Your last question comes from Jay Goodman from Barclays.
Paul, yes, good luck for the next chapter. It is impressive to note the performance having held up in places like Italy and Asia through the quarter. So specifically on Asia, I just wondered if you could build on some comments I think you made that you've seen a strong early recovery in the region. And maybe, therefore, just put in context, to what extent you think, actually, the sort of magnitude of impact is behind you in Asia. I know it's a small part of the business, but it's interesting the way the rest of the business will go from here. And then specifically, if we drill secondly into Financial Services, up until this quarter, it's been probably the most talked about aspect of the backdrop. And clearly, if we're comparing to 2009, it was the behavior of that sector that was very significant. So I was wondering if you could give us some commentary there around what you're seeing if the nature of projects is changing or maybe contrast the sort of demand across the different subparts of Financial Services.
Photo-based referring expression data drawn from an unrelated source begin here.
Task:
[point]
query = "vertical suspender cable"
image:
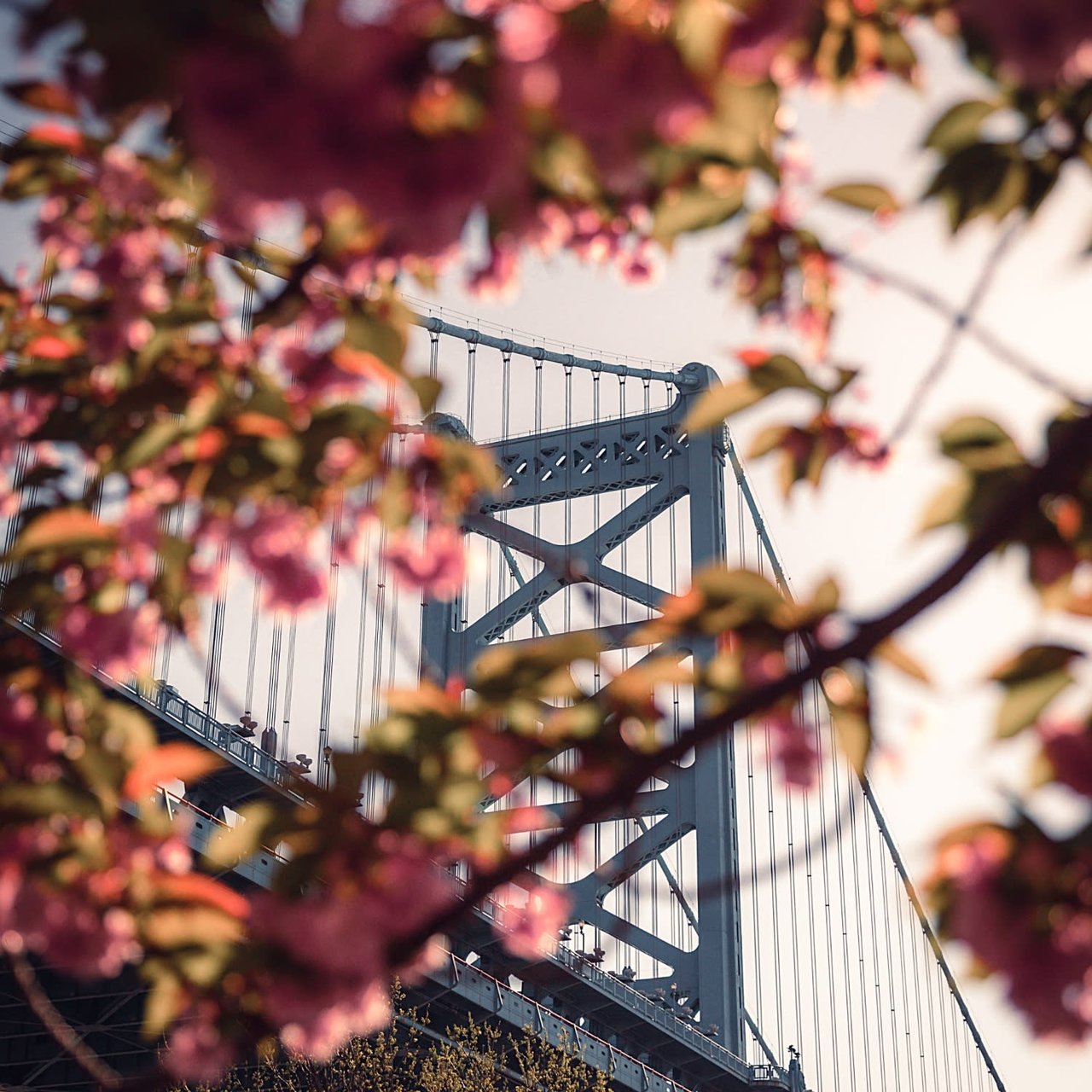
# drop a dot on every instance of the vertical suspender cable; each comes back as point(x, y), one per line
point(253, 651)
point(328, 652)
point(289, 678)
point(274, 686)
point(214, 659)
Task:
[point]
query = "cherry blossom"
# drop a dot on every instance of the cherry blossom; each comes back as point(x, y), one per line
point(437, 565)
point(1024, 905)
point(198, 1051)
point(530, 931)
point(1040, 44)
point(417, 159)
point(1068, 748)
point(338, 943)
point(117, 642)
point(280, 542)
point(22, 414)
point(596, 74)
point(792, 747)
point(760, 30)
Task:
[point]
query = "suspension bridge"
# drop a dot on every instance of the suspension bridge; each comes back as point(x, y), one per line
point(726, 934)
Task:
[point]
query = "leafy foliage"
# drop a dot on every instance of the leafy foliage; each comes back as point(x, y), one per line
point(143, 433)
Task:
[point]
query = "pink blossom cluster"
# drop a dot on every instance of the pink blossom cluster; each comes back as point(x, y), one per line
point(1038, 43)
point(530, 931)
point(793, 749)
point(30, 741)
point(331, 958)
point(1067, 746)
point(438, 136)
point(1024, 904)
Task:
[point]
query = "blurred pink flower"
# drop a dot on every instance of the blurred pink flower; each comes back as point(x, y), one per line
point(1040, 43)
point(1011, 901)
point(338, 107)
point(792, 746)
point(597, 74)
point(280, 542)
point(530, 932)
point(437, 566)
point(760, 30)
point(338, 944)
point(197, 1049)
point(66, 926)
point(28, 741)
point(1068, 748)
point(22, 413)
point(118, 643)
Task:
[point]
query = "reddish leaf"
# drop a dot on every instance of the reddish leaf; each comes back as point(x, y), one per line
point(51, 347)
point(65, 529)
point(184, 761)
point(195, 887)
point(59, 136)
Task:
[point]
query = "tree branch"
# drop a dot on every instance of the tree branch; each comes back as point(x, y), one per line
point(1061, 468)
point(62, 1032)
point(986, 339)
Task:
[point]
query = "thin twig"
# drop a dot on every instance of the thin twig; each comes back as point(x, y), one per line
point(956, 330)
point(62, 1032)
point(1061, 468)
point(1005, 354)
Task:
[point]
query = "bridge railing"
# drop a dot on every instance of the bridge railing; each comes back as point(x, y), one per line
point(170, 706)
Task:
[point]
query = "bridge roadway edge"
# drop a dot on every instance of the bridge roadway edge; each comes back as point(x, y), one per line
point(642, 1045)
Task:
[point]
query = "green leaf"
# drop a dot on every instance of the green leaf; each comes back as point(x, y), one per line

So on Asia, I mean to be frank, the evolution is good on Asia. But remember that Australia came late in terms of lockdown and impact. So there are some impacts in Australia now that were not showing up in Q1. The rest of Asia, frankly, the demand tends to be good and we see a good flow of deals. And China is actually in a growth mode now. So that's our perspective. And of course, we are in some countries in Asia. We are not everywhere, but based on the countries where we are positioned, overall, we consider the level of demand being normal, except in Australia. On Financial Services, it's a contrasted picture from what we see. To be frank, insurance is still doing well and is holding up pretty well. The banking sector is more mixed, probably more impact in Continental Europe than we see for the moment in North America, looking at the crisis. So there are some impacts in Continental Europe, but North America is showing more resilience so far. Thank you. And I just want to close by saying I'm not going to challenge Paul on his duration, on the -- and relationship with the analyst. So I'll leave that one to him.
And I will support Aiman as the Chairman of the Board. And I have absolute full confidence in what he will deliver to this wonderful group. Thank you, everybody.
Thank you.
Thank you. Bye-bye.
Bye-bye.
Ladies and gentlemen, this concludes today's conference call. Thank you all for your participation, you may now disconnect.